Inability to generate economic confidence
Former opposition deputy and political analyst Eliseo Núñez warns that the main obstacle Ortega will face is the economic costs derived from international isolation and his lack of political legitimacy. A cost that translates mainly into the inability that Ortega will have to generate confidence in investors to bet on Nicaragua.
“This has a great impact on the economy, because, although the State puts money in public investment, the capacity to multiply this money is minimal when there is no confidence, because the profits produced by public investment executed by private investors do not necessarily return to the country, because they see this as an opportunity only to capture resources, not to expand their investments in the country”, he pointed out.
Precisely, the EIU analysis indicates that economic growth will slow down significantly between 2022 and 2026, due to the lack of credit to the private sector, a fearful business environment in their investments due to the climate of repression and a moderation in the international demand for Nicaraguan products.
The political analyst also called attention to the division that exists in society due to political polarization and the fear of the population due to the climate of persecution and repression that continues in the country.
“A divided and fearful society is incapable of generating synergy, due to fear. This translates into the State or the country in general functioning slower than it should. This is seen in issues such as investment in the country, bets for education or the same bet to reside or leave the country,” he added.

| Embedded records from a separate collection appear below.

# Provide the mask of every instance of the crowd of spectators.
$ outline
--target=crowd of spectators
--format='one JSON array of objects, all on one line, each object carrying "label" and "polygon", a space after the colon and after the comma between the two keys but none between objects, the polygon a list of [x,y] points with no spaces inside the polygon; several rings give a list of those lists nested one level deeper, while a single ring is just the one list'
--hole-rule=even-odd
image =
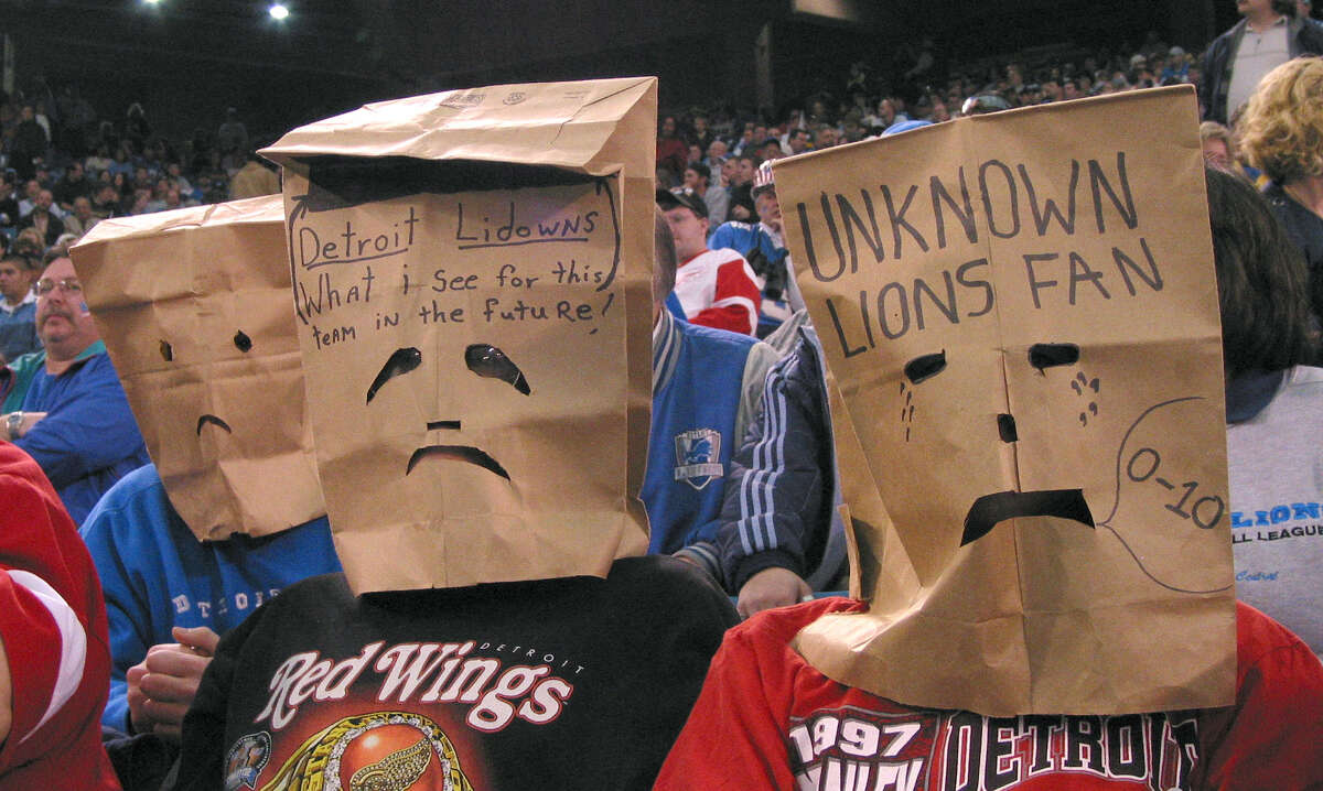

The worsening of the “brain drain”
Núñez emphasized on the loss suffered by the country due to the so-called ‘brain drain’, a crisis that the regime does not give any importance to. The analyst believes that this will have a direct impact on the social future of Nicaragua, because in the scenario of this new cycle of Ortega’s government, the “brain drain” will worsen.
Brain drain’ is used to refer to the loss suffered by a country when its professionals emigrate in large numbers, thinking of the effects on development, as well as on the specialized labor market, and the cost of their training, which from that moment on, benefits the host nation.

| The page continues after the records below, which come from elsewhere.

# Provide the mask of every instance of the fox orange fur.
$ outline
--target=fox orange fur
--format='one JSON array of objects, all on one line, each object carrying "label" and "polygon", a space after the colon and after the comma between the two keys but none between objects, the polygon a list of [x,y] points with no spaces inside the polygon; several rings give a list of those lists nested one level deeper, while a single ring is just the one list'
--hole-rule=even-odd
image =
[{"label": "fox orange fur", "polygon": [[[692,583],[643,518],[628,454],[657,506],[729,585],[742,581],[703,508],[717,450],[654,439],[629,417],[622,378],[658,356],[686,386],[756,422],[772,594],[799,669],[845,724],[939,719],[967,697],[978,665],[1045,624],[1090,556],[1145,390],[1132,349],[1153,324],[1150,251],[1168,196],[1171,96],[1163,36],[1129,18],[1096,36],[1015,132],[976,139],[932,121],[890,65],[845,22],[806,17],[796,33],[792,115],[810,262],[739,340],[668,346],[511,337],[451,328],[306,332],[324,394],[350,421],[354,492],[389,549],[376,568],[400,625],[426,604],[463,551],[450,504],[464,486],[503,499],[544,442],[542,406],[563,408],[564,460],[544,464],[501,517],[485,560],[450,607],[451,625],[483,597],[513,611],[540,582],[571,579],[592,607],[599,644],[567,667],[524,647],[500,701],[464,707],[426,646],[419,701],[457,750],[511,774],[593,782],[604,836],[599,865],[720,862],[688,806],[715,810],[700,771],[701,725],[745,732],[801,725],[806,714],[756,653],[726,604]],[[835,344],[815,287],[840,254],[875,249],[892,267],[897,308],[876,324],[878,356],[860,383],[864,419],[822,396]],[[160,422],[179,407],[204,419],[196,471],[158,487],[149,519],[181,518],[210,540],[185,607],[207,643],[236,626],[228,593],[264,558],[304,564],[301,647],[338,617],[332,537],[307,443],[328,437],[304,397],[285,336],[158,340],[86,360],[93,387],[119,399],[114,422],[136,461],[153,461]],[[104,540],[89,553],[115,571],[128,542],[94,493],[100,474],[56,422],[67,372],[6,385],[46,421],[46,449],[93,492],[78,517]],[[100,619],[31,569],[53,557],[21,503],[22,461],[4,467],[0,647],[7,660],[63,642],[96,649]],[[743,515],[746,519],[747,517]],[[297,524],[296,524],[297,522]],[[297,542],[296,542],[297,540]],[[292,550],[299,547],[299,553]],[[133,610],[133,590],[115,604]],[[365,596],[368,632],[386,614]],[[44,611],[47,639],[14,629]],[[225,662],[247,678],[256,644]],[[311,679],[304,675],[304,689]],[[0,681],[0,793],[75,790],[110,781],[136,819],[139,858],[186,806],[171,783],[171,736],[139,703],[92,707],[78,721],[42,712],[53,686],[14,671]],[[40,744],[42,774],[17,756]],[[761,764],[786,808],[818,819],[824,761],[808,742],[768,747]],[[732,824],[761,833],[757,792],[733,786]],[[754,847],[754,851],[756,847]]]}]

This economic deterioration and the worsening of the socio-political crisis in Nicaragua, which includes the increase in detentions and criminalization of citizens for their civic activism or simply for opposing the Ortega regime since last May, are some of the factors that pushed more than 140,000 Nicaraguans to emigrate in 2021, according to human rights organizations.
“This brain drain has a simple motive. It is the departure of our best material for the future because they do not see opportunities in Nicaragua. This means the squandering of the famous demographic bonus that Nicaragua experienced,” Núñez said.
When Ortega took office in 2017 for his third consecutive presidential term, after another irregular electoral process in which there was also no political competition and with a high level of abstentionism, the only international ruler present was Venezuelan dictator Nicolás Maduro. However, several government delegations were present and the Sao Paulo Forum was even held in Nicaragua one day after the inauguration.
By the 2022 inauguration, with his hands stained with blood from the April 2018 massacre and the weight of illegitimacy on his back, Ortega, at 76, is preparing to begin a new cycle of government more alone and isolated than ever, and without any guarantee that he or his wife, Vice President Rosario Murillo, will be able to consolidate a mandate derived from the electoral farce and repression.